L’impasse ne se présente pas seulement sous la forme de l’opposition massive des peuples qui s’exprime par des votes d’opposition frontale de toutes sortes. L’impasse vient d’un second plan du réel. En détruisant partout l’État, en abrogeant les services publics, en acculant des populations entières au chômage de plusieurs générations, l’ordre libéral dissout la société elle-même. Et il est incapable d’en assumer les conséquences. Jacques Généreux a parfaitement décrit cette situation dans son livre La Dissociété. Nous sommes aujourd’hui plus de dix ans après sa publication. Le pronostic s’est totalement vérifié. Un spectacle hideux s’est installé. Des zones entières de non droit, d’économie parallèles, de tribalisation décomposée existent partout. La violence des gangs organise de vastes territoires. La drogue est un commerce de masse. Au point d’ailleurs que son trafic est dorénavant comptabilisé dans l’évaluation de la richesse de notre pays. La suite de cette situation est connue. La société s’effondre dans la violence, elle se segmente dans des ghettos de riches et de pauvres strictement cloisonnés. Dans certaines circonstances, l’effondrement est total.

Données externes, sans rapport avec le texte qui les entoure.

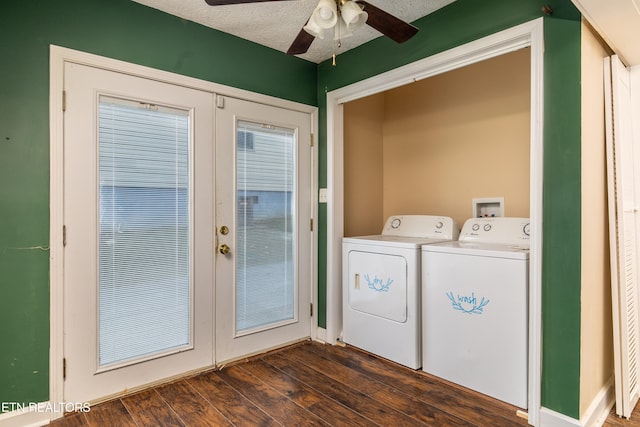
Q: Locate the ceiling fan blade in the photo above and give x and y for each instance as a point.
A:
(225, 2)
(301, 43)
(392, 27)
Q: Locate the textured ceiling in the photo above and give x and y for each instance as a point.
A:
(276, 24)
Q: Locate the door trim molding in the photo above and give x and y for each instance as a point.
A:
(58, 57)
(526, 35)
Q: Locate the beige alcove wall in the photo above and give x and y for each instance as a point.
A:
(432, 146)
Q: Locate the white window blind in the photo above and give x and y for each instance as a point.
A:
(144, 235)
(265, 260)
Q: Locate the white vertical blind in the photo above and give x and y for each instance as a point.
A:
(144, 234)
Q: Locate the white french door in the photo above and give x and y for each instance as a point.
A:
(138, 287)
(263, 214)
(157, 184)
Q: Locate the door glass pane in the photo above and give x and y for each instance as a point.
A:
(265, 218)
(144, 237)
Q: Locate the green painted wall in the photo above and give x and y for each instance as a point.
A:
(462, 22)
(118, 29)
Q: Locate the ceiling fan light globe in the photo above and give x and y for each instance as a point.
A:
(353, 16)
(342, 31)
(325, 14)
(314, 29)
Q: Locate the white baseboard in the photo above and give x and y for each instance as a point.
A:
(321, 335)
(26, 418)
(594, 416)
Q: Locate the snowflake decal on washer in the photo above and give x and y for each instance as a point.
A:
(467, 303)
(378, 284)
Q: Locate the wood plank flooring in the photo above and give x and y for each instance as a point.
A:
(308, 384)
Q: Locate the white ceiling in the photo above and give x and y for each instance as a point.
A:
(276, 24)
(618, 22)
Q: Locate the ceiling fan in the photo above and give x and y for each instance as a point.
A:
(344, 17)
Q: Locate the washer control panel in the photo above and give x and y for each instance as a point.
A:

C’est ce qui arrive en ce moment à Mayotte où l’incurie de l’État, l’abandon des populations, la gestion exécrable de l’immigration comorienne et l’absence de toute visée stratégique locale et régionale a plongé tout le pays dans un chaos. Les femmes de Mayotte, les filles de celles qui luttèrent pour maintenir Mayotte dans la France, se sont mises en mouvement. Le pouvoir macroniste envoie aussitôt les escadrons de CRS et de gardes mobiles pour mater l’insurrection populaire ! Incroyable déraison. La métropole a tort de croire que ce sont là des questions exotiques. L’un après l’autre, les DOM et les TOM entrent en ébullition et en insurrection.
Les causes qui les y conduisent sont très exactement à l’œuvre dans tout le pays. Les différences se présentent comme des étapes à l’intérieur d’un même processus. Dans cette façon de voir, on peut dire que la révolution citoyenne est commencée en France depuis la mobilisation de la Guadeloupe contre « la profitation » en 2008. Le processus lent et multiforme passe d’un territoire à l’autre. En Guyane, il a atteint en 2017 une forme quasi chimiquement pure. En effet, dans ce cas, le mouvement social, largement insurrectionnel, s’est conclu sur un processus où le peuple s’est fédéré autour de ses revendications regroupées dans un document unique signé par tous et avec l’État. C’est « l’accord Guyane », programme commun du peuple dans toutes ses composantes sociales et ethniques en Guyane. À mes yeux c’est un modèle. Une méthode généralisable. Une réponse politique ordonnée au chaos qui s’avance.